Q: Do si_time and si_utime need to be 64bit for y2038?
From: Eric W. Biederman
Date: Wed Apr 11 2018 - 12:12:58 EST
Arnd,
I am looking at the siginfo si_utime and si_stime fields of type clock_t
on 32bit architectures except for x32 these are 32bit fields. For y2038
do we want to extend these fields to 64bit like x32 does? Or is it not
a problem for these fields to be 32bit?
I care right now because I am trying to figure out how
copy_siginfo_to_user32 and copy_siginfo_to_user need to evolve.
If we are going to extend existing architectures with 64bit variations
of si_utime and si_stime copy_siginfo_to_user and copy_siginfo_to_user32
needs an additional parameter describing which variant they should be
copying.
It looks like posix does not define si_stime and and si_utime so we only
have to be backwards compatible with ourselves for whatever that is
worth.
I am wondering if perhaps the general solution might be to just add
two extra fields si_stime64 and si_utime64 and always fill those in.

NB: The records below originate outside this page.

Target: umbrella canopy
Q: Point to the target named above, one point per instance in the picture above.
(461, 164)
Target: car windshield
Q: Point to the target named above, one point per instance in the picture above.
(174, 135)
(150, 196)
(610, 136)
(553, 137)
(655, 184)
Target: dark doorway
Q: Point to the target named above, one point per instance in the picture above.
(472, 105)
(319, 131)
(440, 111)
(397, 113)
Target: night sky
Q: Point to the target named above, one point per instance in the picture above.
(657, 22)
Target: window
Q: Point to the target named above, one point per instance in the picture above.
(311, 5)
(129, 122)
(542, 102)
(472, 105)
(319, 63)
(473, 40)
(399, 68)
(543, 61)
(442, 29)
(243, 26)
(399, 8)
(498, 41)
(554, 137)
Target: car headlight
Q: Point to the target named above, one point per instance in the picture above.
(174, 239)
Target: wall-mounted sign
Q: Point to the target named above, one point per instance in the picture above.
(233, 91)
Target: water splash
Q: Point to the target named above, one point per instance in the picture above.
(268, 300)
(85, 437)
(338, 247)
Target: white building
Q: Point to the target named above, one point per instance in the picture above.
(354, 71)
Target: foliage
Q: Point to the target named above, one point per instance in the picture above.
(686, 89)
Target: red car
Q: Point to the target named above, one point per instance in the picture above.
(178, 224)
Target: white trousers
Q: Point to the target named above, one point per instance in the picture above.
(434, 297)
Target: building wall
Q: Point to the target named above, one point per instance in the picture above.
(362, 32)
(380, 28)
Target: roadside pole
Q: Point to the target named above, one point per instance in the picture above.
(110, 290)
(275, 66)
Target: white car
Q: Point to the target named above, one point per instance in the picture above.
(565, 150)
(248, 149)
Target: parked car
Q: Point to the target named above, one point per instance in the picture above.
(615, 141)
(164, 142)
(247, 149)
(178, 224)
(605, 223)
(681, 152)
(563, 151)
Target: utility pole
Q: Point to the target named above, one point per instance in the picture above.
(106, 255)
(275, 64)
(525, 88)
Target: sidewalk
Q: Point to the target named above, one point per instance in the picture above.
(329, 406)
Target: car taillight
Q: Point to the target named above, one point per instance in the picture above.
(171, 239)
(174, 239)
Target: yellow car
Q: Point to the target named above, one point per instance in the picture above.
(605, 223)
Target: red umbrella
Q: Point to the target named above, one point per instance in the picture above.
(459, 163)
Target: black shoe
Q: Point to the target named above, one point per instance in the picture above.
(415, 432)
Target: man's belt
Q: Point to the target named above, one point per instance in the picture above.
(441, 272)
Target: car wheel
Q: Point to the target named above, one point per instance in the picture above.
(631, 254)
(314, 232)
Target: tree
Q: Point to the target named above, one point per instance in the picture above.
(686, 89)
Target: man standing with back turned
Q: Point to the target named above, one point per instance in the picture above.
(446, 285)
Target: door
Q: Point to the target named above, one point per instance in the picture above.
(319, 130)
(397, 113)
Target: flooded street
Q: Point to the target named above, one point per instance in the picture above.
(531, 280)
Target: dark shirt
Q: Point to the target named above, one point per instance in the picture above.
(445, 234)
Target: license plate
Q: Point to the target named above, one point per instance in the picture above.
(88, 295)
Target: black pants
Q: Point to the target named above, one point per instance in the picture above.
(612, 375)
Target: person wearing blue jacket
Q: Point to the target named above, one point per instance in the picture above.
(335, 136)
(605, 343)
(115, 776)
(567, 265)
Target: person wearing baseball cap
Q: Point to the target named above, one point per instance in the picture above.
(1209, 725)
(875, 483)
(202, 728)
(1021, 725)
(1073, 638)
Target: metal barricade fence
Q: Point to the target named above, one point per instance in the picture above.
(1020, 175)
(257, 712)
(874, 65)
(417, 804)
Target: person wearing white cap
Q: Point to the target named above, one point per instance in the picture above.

Arnd do you have any ideas?
Andy Lutomirski <luto@xxxxxxxxxxxxxx> writes:
>> On Apr 10, 2018, at 6:26 PM, Eric W. Biederman <ebiederm@xxxxxxxxxxxx> wrote:
>>
>>
>> Andy,
>>
>> I am looking at copy_siginfo_to_user32 and find it very unfortunate
>> that x86 with _sigchld_x32 needs to be the odd man out. I am looking
>> at ways to simplify the special case.
>>
>> The core of the special case comes from:
>> exit_to_usermode_loop
>> do_signal
>> handle_signal
>> setup_rt_frame
>>
>>
>> In setup_rt_frame the code looks at ksig to see which kind of signal
>> frame should be written for the signal.
>>
>> This leads to the one case in the kernel where copy_siginfo_to_user32
>> does not use is_ia32_syscall() or is_x32_syscall() to see which kind of
>> signal frame it needs to create.
>>
>> Andy, since you have been all over the entry point code in recent years
>> do you know if we allow tasks that can do both ia32 and x86_64 system
>> calls? That seems to be what we the testing of ksig to see which kind
>> of signal frame to setup is all about.
>
> We do :(
>
>> If we don't allow mixed abi's on x86_64 then can I see if I have a ia32
>> task in setup_rt_frame by just calling is_ia32_syscall()?
>>
>> If we do allow mixed abi's do you know if it would be safe to
>> temporarily play with orig_ax or current_thread_info()->status?
>
> Maybe, but itâs a real minefield. I think the right fix is to use
> sa_flags's SA_X32_ABI bit instead for the sigchld bit. In general,
> the is_..._syscall() helpers can't be expected to return anything
> valid in any context other than a syscall, and handle_signal() is not
> a syscall.
>
>>
>> My goal is to write two wrappers: copy_siginfo_to_user32_ia32, and
>> copy_siginfo_to_user32_x32 around the ordinary copy_siginfo_to_user32.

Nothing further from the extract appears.